Durante a criação do programa as artistas tiveram liberdade para sugerir perguntas e revelaram ao Bahia Notícias que isso fez com que elas se sentissem menos pressionadas para encarar o novo desafio que era estar, dessa vez, no papel das entrevistadoras. “Eu sempre estive do lado da entrevistada, mas o que me deixou confortável para aceitar o convite foi o fato de a gente viver e ser da música. Então vamos falar nos programas de uma coisa que é totalmente genuína do nosso ofício. A equipe deu total liberdade para a gente modificar alguns pontos. As perguntas são nossas, estudamos bastante cada convidado”, conta Assucena.

 

“Foi super lindo, eu estudei bastante sobre a vida de cada pessoa que a gente fosse entrevistar, e isso é muito raro, porque normalmente só escutamos as músicas, mas não paramos para saber sobre eles. Foram duas semanas consecutivas gravando, e nesse período foi incrível perceber a diferença entre cada artista, e ver como cada um tem sua história, sua realidade. Isso é curioso, porque as histórias dos artistas se confundem com a história do Brasil, com os dilemas do país. Então quando entrevistamos a Negra Li, Luedji Luna, a Xênia França, você consegue perceber o recorte racial que existe das mulheres negras, o recorte de classes e como isso reverbera na carreira e nas obras delas”, contou Raquel. 

 

“A gente teve uma oportunidade de ouro, até para nos autoconhecer enquanto artistas, porque eu acho que um artista é espelho do outro”, completou Assucena.

 

O episódio de estreia do ‘ABZ da Música’ contou com a participação da cantora paulista Anelis Assumpção e, de acordo com Assucena, o retorno dos telespectadores e também da imprensa foi positivo. “Está sendo muito legal, e está tendo um interesse também da imprensa por isso, porque eu acho que a música brasileira está carecendo de bons programas que falem de música. Na música brasileira você tem pérolas das poéticas, da lírica, da letra, da harmonia, da melodia. Nós temos um Caymmi, um Cartola, um Gonzaga, Caetano, Gil, Chico Buarque... não é brincadeira o que o Brasil tem de patrimônio musical”.

 

 

A partir desse retorno do público, a vocalista confirma que já existe uma conversa sobre uma segunda temporada do programa. “Não tivemos dificuldade de entrevistar, as pessoas estavam afim, e acho que pelo fato de sermos parceiras de profissão isso ajudou, existe um cooperativismo”, acredita Assucena.

 

Ela e Raquel são mulheres trans e acreditam que esse espaço na televisão “é um marco” e que, encarando o papel de apresentadoras, elas podem “contribuir para uma discussão sobre cultura no Brasil”. “Quando a Ana (produtora do programa) chamou a gente, ela disse que estava com saudades de trabalhar com música e falou: ‘eu não chamei vocês porque vocês são trans, e sim porque são maravilhosas’, e aí eu achei aquilo incrível. Mas mesmo que ela não tenha chamado porque somos trans, nós somos trans.
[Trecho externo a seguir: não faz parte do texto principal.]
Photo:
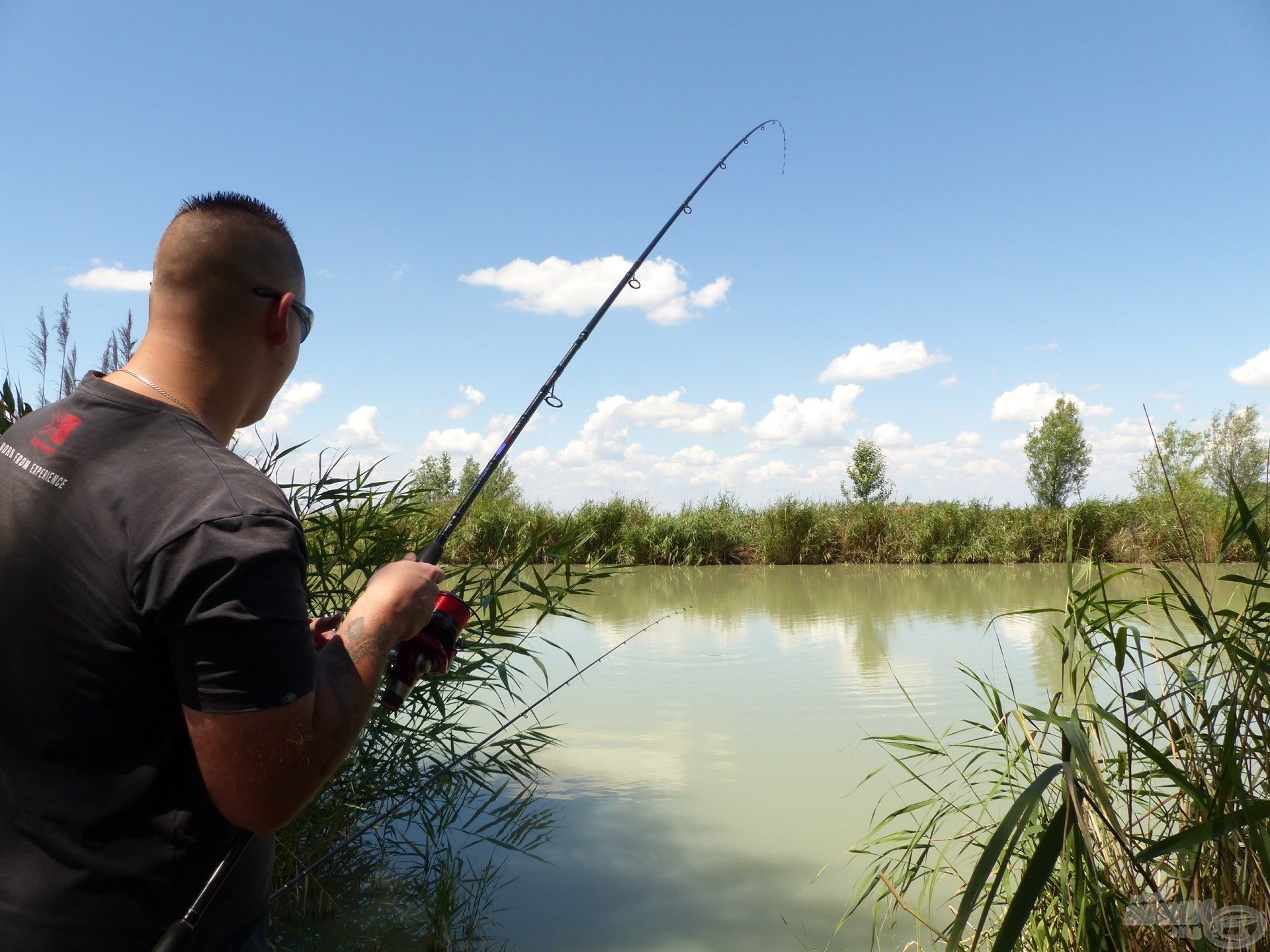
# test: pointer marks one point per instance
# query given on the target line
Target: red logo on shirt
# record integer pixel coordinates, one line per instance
(55, 433)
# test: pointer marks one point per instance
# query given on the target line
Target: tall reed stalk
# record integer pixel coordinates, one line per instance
(427, 879)
(1137, 795)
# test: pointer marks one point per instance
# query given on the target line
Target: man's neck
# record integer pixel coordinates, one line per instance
(172, 383)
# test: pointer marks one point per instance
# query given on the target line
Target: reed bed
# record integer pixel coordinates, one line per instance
(793, 531)
(1127, 811)
(426, 879)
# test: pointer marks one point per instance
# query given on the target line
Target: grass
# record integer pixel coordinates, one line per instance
(1061, 825)
(794, 531)
(427, 879)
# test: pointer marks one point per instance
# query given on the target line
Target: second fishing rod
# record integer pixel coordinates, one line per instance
(433, 649)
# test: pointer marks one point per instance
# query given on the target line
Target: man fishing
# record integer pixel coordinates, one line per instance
(159, 686)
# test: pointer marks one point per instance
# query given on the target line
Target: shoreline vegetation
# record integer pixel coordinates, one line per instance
(808, 532)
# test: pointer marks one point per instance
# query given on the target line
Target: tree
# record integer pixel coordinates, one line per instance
(502, 481)
(1234, 450)
(1183, 452)
(868, 475)
(1058, 456)
(433, 480)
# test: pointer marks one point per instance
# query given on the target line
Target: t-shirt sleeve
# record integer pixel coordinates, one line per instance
(228, 600)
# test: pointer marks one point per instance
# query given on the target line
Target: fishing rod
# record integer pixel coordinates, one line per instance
(179, 932)
(432, 651)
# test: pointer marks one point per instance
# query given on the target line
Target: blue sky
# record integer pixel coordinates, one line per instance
(1070, 198)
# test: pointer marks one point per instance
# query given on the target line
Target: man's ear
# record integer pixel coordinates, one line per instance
(277, 324)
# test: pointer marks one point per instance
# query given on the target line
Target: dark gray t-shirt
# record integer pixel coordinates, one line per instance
(144, 567)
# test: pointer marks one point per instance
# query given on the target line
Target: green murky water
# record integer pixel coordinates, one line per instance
(709, 770)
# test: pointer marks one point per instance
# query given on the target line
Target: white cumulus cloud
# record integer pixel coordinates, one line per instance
(556, 285)
(889, 434)
(111, 278)
(473, 399)
(873, 362)
(459, 444)
(814, 422)
(1029, 403)
(1254, 372)
(360, 428)
(606, 433)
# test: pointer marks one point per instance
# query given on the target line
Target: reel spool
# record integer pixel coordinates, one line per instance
(431, 651)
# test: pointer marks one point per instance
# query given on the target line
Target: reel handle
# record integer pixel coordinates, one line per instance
(429, 653)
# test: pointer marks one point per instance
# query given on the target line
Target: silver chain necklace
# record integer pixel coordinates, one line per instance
(160, 390)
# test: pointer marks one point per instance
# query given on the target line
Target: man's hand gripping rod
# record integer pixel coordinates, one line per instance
(433, 649)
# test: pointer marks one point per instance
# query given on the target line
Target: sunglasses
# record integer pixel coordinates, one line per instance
(305, 311)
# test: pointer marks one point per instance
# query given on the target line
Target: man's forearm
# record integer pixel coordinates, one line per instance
(349, 674)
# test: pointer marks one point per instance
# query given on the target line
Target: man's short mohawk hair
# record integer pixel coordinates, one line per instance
(220, 202)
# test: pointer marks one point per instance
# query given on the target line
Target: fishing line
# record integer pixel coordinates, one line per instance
(432, 649)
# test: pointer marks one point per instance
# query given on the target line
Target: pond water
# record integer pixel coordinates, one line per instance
(708, 771)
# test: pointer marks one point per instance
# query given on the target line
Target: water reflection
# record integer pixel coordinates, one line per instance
(704, 771)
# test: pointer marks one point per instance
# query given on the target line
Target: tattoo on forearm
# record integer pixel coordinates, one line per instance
(359, 641)
(339, 673)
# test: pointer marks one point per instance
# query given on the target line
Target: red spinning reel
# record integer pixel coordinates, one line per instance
(429, 653)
E isso é um fato importantíssimo, porque as pessoas precisam ver que não estamos enclausuradas em quatro paredes esperando a noite chegar para sair na rua e se prostituir”, aponta Assucena. 

 

"É aquela velha questão, estamos mostrando para as pessoas que temos intelecto, dignidade. Parece óbvio mas não é, as pessoas acham que travesti não fala bem, não tem condições de ter disciplina, e por isso travestis acabam não tendo emprego, acabam caindo na informalidade e acabam sempre caindo na prostituição, porque é o lugar que a sociedade acaba escolhendo para que as travestis estejam. Então, eu acho que estamos em um lugar perguntando, interagindo, mostrando que a gente desenvolve qualquer projeto que derem para a gente, que a gente faz isso com excelência, com responsabilidade, como qualquer outro bom profissional faz. Eu acho que é um sinal importante, para tempos de intolerância, de muito preconceito, de quebra de paradigmas", complementou Raquel. 

 

Assucena fez questão de destacar que sentiu falta de entrevistar alguns artistas trans como a Liniker e Linn da Quebrada, mas afirmou que elas irão compensar na próxima temporada. “Falamos para a produção ‘queremos pessoas trans’, mas se por um lado não entrevistamos pessoas trans, por outro lado tínhamos duas pessoas trans presentes ali, então não teve uma ausência da representatividade. Mas eu acho que foi muito interessante a gente também não falar sobre esse assunto, porque nós duas já somos o assunto. Eu não preciso abrir a minha boca para falar de transgeneridade se eu não quiser, eu já estou falando por estar aqui. Existe uma sociedade que invisibiliza os trans, e eu não tô sendo invisibilizada, o programa é meu e da Raquel, então eu acho que isso é muito bonito”.

 

Questionada sobre possíveis ataques ao programa, Assucena afirma que “os ataques sempre aconteceram” e falou sobre como a postura do atual presidente eleito Jair Bolsonaro em relação à comunidade LGBT pode intensificar o preconceito existente. “O ataque à população LGBT se intensifica porque está se falando disso, e também o atual presidente eleito tem uma postura LGBTFóbica e, nesse sentido, ele assumir essa postura faz os eleitores dele assumirem também. Por isso que está acontecendo essas barbaridades de perseguição”.

 

“Eu acredito que o que eu vou continuar fazendo na minha vida de verdade é manter a postura de uma artista engajada, porque só a minha existência já é um engajamento. A gente precisa cada vez mais se organizar. Eu acho que o que está latente de verdade, e isso não é fruto somente do atual presidente, é que a sociedade brasileira é LGBTFóbica, conservadora, e o que a gente precisa é combater essas ideias, e discutir socialmente, mas sem moralidade, porque se a gente vai entrar na lgbtfobia, a gente vai entrar nas questões religiosas, e como fazer isso dentro de um país que o candomblé não é respeitado como uma religião? Precisamos discutir de uma forma laica", defende a artista.

 

Mesmo assim, ela espera um retorno positivo que vai além do elogio ao trabalho. “Eu acho que o programa não vai sofrer agora, porque no mesmo passo que você tem pessoas homofóbicas, a gente está se unindo. Então eu acho que as pessoas vão enxergá-lo como um lugar de resistência, e como um refúgio de um debate sincero sobre cultura e arte, e a nossa cara está lá”, completa Assucena.

 

O programa ‘ABZ da Música’ será transmitido toda quarta-feira, às 21h45 (horário de Salvador), pelo canal fechado Music Box Brazil, que é distribuído pelas principais operadoras do país. Com direção de Joana Mendes da Rocha, o conteúdo terá reprises aos sábados, às 19h45, e às terças-feiras, às 18h (ambos no horário de Salvador). Ao todo, serão 26 episódios.